Wasps are pillaging the centauries. On the blossoms of the camomile the
larvae of the Meloƫ are waiting for the Anthophorae to carry them off to
their cells, while around them roam the Cicindelae, their green bodies
"spotted with points of amaranth." At the bottom of the walls "the chilly
Psyche creeps slowly along under her cloak of tiny twigs." In the dead
bough of a lilac-tree the dark-hued Xylocopa, the wood-boring bee, is busy
tunnelling her gallery.
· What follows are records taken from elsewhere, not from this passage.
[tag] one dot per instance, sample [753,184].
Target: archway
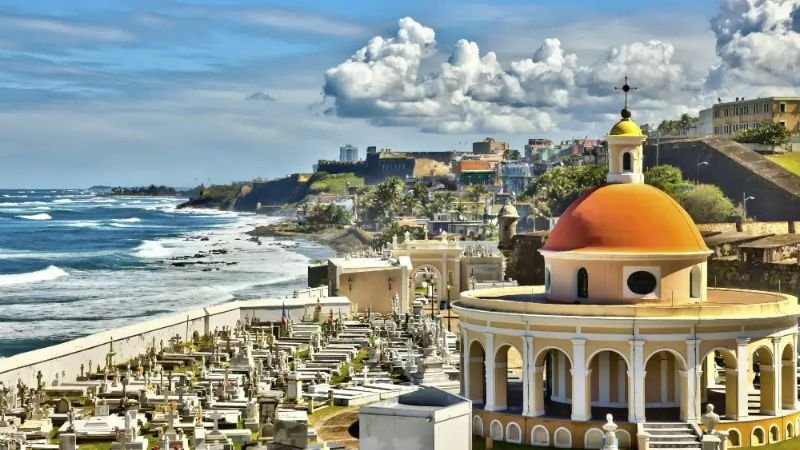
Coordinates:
[788,377]
[627,165]
[477,373]
[426,280]
[718,384]
[608,384]
[664,387]
[552,383]
[763,383]
[508,379]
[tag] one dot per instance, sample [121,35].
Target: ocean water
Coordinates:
[74,263]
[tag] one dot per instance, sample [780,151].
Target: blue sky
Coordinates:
[130,92]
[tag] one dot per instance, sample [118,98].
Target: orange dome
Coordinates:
[629,218]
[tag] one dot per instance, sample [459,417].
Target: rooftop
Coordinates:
[721,304]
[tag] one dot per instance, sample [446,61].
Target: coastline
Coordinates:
[341,239]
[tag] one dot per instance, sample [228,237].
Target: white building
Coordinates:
[429,418]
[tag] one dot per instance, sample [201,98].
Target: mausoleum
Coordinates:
[626,324]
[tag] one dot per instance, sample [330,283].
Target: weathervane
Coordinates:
[626,88]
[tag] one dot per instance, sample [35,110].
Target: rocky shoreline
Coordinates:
[340,239]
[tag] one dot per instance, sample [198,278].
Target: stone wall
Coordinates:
[133,340]
[754,228]
[769,277]
[736,170]
[526,264]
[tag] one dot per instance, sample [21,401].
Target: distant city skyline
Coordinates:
[180,92]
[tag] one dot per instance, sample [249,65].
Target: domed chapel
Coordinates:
[626,324]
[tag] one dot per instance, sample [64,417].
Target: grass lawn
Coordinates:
[789,161]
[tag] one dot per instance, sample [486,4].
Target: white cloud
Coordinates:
[474,92]
[758,45]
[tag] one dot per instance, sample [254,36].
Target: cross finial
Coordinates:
[626,88]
In the shade of the rushes the Praying Mantis,
rustling the floating robe of her long tender green wings, "gazes alertly,
on the watch, her arms folded on her breast, her appearance that of one
praying," and paralyses the great grey locust, nailed to its place by fear.

Nothing here is insignificant; what the world would smile at or deride will
provide the sage with food for thought and reflection. "Nothing is trivial
in the majestic problem of nature; our laboratory acquaria are of less
value than the imprint which the shoe of a mule has left in the clay, when
the rain has filled the primitive basin, and life has peopled it with
marvels"; and the least fact offered us by chance on the most thoroughly
beaten track may possibly open prospects as vast as all the starry sky.
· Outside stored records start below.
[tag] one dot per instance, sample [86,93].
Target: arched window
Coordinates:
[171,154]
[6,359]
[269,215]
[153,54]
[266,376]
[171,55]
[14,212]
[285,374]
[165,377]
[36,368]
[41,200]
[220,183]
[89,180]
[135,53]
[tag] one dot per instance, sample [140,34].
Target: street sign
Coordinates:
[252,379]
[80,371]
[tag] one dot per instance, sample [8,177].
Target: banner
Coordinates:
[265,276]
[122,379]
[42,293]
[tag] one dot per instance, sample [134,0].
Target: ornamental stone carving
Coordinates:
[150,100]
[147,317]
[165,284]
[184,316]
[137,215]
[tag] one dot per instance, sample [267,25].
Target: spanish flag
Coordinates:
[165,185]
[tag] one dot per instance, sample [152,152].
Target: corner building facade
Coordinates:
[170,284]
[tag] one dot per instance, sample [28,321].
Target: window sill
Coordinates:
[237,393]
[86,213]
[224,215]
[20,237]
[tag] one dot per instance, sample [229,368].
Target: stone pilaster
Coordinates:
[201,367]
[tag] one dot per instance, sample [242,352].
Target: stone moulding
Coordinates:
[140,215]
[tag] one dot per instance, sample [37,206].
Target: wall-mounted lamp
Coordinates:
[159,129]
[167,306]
Tell yourself that everything in nature is a symbol of something like a
specimen of an abstruse cryptogram, all the characters of which conceal
some meaning. But when we have succeeded in deciphering these living texts,
and have grasped the allusion; when, beside the symbol, we have succeeded
in finding the commentary, then the most desolate corner of the earth
appears to the solitary seeker as a gallery full of the masterpieces of an
unsuspected art. Fabre puts into our hands the golden key which opens the
doors of this marvellous museum.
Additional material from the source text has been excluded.